株主総会には行けなかったが、EIZOは投資先であるので、有価証券報告書を眺めていると大きな発見があった。これまで「特定投資株式」として保有していた村田製作所、富士ソフト、エクセルの株が「純投資目的」に変更されていた。特に注目したいのが村田製作所。EIZOは歴史的経緯から村田製作所との繋がりが深く、2002年の上場以前から村田製作所株を414万株(時価226億円)も保有している。同社株はEIZOの総資産の約2割を占めるため、純投資目的に変更した理由は無視できないところだ。
- 「特定投資株式」・・・経営参加や営業関係を強めることなどを目的としている株式投資。政策保有株式とも。
- 「純投資目的」・・・株式に対しての純粋な投資という意味であり、株式値上がりの利益や配当金の受け取りなどによっての利益確保を目的としている投資のこと。
「特定投資株式」「純投資目的」については以上のような意味を持つので、その言葉の通り捉えるならば、「村田製作所と関係を維持・強化するために株式を保有してきたが、今後は株式値上がり益や配当収入を得ることを目的としての保有とする」ということになる。
純投資目的に変更した理由の一つとしてまず考えられるのが、今後の売却だ。村田製作所との取引はEIZOの年間売上高の0.1%未満であり、営業関係を強めるために株式を保有する合理性は低い。合理性を説明できない政策保有株は機関投資家からの評判が年々悪くなってきていることもあり近々売却する予定なのではないか。売却する場合は、推定200億円近い投資有価証券売却益が計上される可能性がある。その資金を利用して成長のための設備投資を行なったり、自社株買いや増配を行なうかもしれないので、これは株主としてはポジティブ。

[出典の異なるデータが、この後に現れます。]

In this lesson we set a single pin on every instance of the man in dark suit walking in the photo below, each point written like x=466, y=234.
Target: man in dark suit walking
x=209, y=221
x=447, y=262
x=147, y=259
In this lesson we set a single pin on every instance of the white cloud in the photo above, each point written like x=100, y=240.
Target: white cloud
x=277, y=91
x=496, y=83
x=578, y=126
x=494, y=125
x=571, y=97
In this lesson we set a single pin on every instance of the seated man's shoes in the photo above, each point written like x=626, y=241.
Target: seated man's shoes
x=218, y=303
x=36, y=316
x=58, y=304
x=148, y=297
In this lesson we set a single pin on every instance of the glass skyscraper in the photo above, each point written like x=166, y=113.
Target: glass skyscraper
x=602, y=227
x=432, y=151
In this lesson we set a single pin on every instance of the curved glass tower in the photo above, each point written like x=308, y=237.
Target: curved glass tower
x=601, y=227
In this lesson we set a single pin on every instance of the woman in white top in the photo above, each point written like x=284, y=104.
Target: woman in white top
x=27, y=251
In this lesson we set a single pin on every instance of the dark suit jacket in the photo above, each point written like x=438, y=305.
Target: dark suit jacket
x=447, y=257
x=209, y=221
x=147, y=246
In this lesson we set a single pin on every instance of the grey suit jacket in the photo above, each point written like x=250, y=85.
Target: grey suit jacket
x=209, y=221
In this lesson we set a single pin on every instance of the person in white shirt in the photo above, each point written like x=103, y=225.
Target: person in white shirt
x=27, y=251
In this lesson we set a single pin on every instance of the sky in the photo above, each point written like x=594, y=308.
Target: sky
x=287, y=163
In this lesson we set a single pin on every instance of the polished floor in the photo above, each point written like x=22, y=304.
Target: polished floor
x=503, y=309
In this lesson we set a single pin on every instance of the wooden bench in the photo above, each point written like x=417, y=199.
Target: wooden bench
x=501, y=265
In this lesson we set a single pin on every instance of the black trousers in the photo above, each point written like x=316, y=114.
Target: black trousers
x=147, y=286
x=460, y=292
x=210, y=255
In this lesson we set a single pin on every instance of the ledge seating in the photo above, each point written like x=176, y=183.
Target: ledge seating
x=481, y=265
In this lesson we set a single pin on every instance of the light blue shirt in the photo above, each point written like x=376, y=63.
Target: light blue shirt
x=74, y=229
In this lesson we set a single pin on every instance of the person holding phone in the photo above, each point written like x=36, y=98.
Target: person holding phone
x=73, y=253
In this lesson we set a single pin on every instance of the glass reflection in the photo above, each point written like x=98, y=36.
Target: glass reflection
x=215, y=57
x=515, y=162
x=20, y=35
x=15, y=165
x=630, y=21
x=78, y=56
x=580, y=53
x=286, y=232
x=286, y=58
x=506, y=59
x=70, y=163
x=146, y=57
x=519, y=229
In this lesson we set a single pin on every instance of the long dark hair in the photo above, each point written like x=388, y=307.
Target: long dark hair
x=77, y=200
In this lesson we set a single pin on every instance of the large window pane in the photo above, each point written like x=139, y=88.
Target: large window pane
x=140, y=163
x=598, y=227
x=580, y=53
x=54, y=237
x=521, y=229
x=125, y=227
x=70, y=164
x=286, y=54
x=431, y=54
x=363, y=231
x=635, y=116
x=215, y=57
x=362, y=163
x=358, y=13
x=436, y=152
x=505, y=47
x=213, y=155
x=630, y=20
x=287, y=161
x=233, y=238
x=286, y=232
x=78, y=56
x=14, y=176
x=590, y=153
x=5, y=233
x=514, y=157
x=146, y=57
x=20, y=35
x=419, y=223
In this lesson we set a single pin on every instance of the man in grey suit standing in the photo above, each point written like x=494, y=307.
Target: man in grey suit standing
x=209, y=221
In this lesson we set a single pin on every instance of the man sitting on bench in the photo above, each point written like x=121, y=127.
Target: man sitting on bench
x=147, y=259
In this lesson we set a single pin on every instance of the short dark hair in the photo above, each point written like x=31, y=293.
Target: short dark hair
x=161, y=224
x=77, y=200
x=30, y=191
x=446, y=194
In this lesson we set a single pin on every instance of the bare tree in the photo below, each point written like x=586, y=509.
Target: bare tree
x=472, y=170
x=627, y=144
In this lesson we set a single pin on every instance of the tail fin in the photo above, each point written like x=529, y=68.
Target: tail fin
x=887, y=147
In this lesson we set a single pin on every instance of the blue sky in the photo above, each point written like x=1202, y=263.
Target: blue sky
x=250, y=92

もう一つの理由として考えられるのは、特定投資株式として保有していると、有価証券報告書に「保有株数」「保有目的」「保有で得られる効果」などを個別開示しなくてはならず、事業上の関係性が薄い村田製作所株を226億円も保有していると投資家から保有合理性の無さを指摘される可能性がある。なので、個別開示の必要がなく、政策保有株でもない「純投資目的」に分類し、投資家の目から遠ざけようとしているのではないか。これは開示姿勢の消極性から言うとネガティブ。ちなみにEIZOは、コーポレートガバナンスコードの「原則1-4」(政策保有株について)をコンプライしていないため、今後、原則1-4をコンプライするための布石である可能性もある。
現時点では、自分は純投資目的に変更した理由は「売却するため」が70%、「開示が面倒だから」が30%くらいではないかと考えている。上記の通り、売却した場合には推定200億円の投資有価証券売却益が計上されるため、株価は急騰するはずだ。1年以内に何らかのアクションがあると思われるが、何もないようなら来年の株主総会で「純投資目的に変更した理由は?」と質問してみようと思う。